The argumentation suggests that the chamber does not deny per se the justification of a fictitious consent based on general terms and conditions. There is little doubt that changes that are limited to the implementation of new regulatory requirements or GTC-related case law will find the court´s (future) blessing. Price increases would also be conceivable in order to – as far as permissible – pass on additional regulatory costs or to compensate for inflation. In the case of amendment powers going beyond this, the banks’ interest in the mass marketability of GTCs will have to be weighed with the gold scale against the due interests of bank customers.
Impacts far beyond the banking industry, especially for payment service providers
With its ruling, the Federal Court of Justice clearly rejects fictitious consent unlimited by content based on general terms and conditions. It can be assumed that the other chambers of the Federal High Court of Justice also see it this way. In this respect, the ruling does not only affect the banking but all industries.

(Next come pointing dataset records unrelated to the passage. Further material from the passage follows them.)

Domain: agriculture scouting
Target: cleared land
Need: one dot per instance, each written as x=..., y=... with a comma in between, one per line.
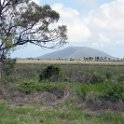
x=82, y=94
x=69, y=62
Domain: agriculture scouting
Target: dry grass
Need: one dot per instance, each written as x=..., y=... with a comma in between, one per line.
x=68, y=62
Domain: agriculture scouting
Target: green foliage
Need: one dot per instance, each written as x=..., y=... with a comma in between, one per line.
x=121, y=78
x=107, y=91
x=51, y=73
x=115, y=93
x=8, y=66
x=108, y=75
x=95, y=78
x=30, y=86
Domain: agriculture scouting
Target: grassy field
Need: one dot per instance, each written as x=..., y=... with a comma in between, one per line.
x=84, y=93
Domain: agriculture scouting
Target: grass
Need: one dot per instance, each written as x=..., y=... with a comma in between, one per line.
x=35, y=115
x=100, y=97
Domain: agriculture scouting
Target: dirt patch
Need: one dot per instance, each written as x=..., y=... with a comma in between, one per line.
x=18, y=98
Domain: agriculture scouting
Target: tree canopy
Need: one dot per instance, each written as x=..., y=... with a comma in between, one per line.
x=23, y=21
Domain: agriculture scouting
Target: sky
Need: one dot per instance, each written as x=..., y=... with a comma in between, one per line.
x=97, y=24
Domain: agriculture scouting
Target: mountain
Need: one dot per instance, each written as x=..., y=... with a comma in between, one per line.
x=75, y=53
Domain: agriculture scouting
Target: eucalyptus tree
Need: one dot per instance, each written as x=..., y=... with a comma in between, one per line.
x=23, y=22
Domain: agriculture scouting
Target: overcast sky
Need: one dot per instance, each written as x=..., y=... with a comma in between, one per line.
x=91, y=23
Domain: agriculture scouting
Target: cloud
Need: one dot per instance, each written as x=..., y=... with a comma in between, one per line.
x=37, y=1
x=100, y=27
x=77, y=29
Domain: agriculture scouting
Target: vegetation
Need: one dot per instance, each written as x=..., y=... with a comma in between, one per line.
x=85, y=94
x=51, y=72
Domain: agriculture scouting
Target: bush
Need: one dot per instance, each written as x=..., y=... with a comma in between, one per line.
x=31, y=86
x=115, y=93
x=96, y=79
x=8, y=66
x=121, y=78
x=51, y=73
x=108, y=75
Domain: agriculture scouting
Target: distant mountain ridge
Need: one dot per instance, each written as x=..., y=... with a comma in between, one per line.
x=76, y=53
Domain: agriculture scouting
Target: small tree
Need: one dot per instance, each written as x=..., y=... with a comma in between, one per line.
x=23, y=21
x=51, y=73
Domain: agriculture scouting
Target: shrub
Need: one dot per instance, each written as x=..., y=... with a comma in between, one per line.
x=121, y=78
x=115, y=93
x=31, y=86
x=108, y=75
x=8, y=66
x=96, y=79
x=50, y=72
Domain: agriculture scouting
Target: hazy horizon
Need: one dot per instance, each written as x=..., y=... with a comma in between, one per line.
x=96, y=24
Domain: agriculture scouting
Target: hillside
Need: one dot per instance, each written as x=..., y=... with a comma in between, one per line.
x=75, y=53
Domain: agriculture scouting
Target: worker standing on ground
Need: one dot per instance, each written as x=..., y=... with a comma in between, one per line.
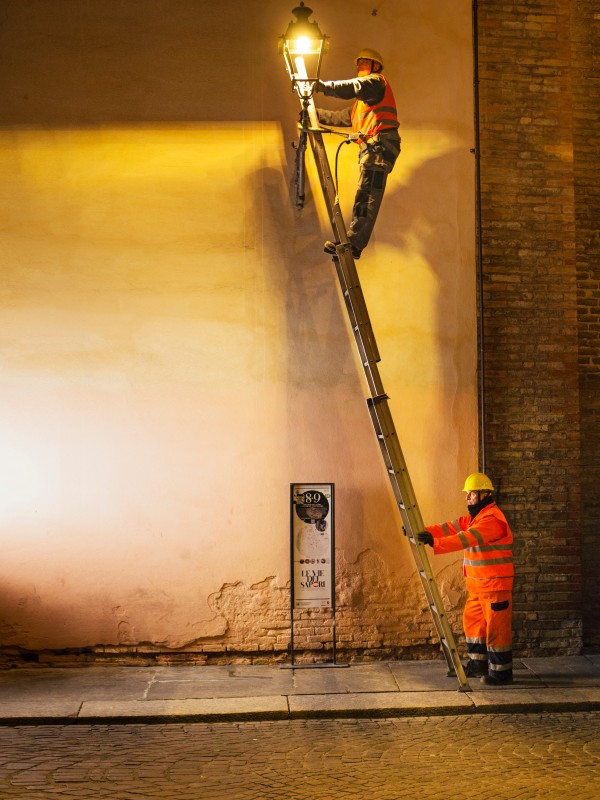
x=486, y=538
x=374, y=121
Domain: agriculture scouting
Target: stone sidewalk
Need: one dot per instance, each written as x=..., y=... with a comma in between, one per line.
x=110, y=694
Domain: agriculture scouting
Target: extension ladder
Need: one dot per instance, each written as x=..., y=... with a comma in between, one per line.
x=377, y=403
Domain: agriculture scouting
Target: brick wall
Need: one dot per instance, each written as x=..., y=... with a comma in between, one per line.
x=540, y=305
x=585, y=35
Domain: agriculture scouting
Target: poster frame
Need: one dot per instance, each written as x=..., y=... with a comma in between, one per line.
x=296, y=524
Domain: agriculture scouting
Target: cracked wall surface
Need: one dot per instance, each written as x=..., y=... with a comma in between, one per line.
x=175, y=350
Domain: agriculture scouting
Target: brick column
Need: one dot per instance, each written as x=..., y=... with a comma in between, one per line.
x=585, y=48
x=530, y=309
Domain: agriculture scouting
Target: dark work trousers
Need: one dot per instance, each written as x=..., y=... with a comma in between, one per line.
x=376, y=162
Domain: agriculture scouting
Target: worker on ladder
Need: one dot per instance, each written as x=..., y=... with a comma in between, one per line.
x=486, y=538
x=374, y=122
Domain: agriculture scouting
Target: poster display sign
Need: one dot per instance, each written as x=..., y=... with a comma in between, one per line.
x=312, y=545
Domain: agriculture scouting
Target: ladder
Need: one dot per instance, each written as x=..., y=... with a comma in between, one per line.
x=377, y=403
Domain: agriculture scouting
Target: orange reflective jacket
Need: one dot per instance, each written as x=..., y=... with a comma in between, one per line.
x=487, y=541
x=370, y=120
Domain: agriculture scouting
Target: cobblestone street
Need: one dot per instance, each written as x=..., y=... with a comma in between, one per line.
x=502, y=757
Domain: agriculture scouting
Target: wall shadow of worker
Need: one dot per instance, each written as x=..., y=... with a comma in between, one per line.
x=329, y=435
x=425, y=232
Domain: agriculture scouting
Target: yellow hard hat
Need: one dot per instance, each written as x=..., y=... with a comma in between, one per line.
x=478, y=482
x=372, y=55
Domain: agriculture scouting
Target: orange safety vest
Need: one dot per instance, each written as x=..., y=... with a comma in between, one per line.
x=370, y=120
x=487, y=541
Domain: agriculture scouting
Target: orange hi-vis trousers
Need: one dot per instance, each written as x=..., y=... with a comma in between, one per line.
x=487, y=621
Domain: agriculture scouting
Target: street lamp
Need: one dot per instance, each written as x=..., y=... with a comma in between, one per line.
x=303, y=46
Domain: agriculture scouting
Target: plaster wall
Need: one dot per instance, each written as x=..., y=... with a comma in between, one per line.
x=174, y=348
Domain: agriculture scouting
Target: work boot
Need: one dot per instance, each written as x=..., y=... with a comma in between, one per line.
x=476, y=669
x=498, y=678
x=329, y=247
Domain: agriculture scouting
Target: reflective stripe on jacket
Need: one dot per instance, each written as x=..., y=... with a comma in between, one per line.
x=370, y=120
x=488, y=543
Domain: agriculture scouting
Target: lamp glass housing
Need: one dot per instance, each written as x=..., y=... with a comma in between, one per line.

This is particularly true for payment service providers. Without this being necessary for the present decision, the chamber deals intensively with the provision of section 675g par. 2 sentence 1 German Civil Code (Bürgerliches Gesetzbuch – BGB). Against the background of the European Payment Services Directive and the ECJ’s DenizBank ruling, the BGH concludes that fictitious consent for amendments to master payment service agreements is not per se permissible. For section 675g par 2 BGB to apply the fictitious consent must be validly stipulated in accordance with the general principles of contract law. If so sec. 675g BGB grants the consumer further rights.
Therefore, not only banks, but also many payment service providers are under pressure to have their GTC revised! Irony of fate: The invalidity of all-encompassing fictions of consent means that when introducing new clauses to maintain a rump fiction, it is precisely not possible to work with such fiction of consent.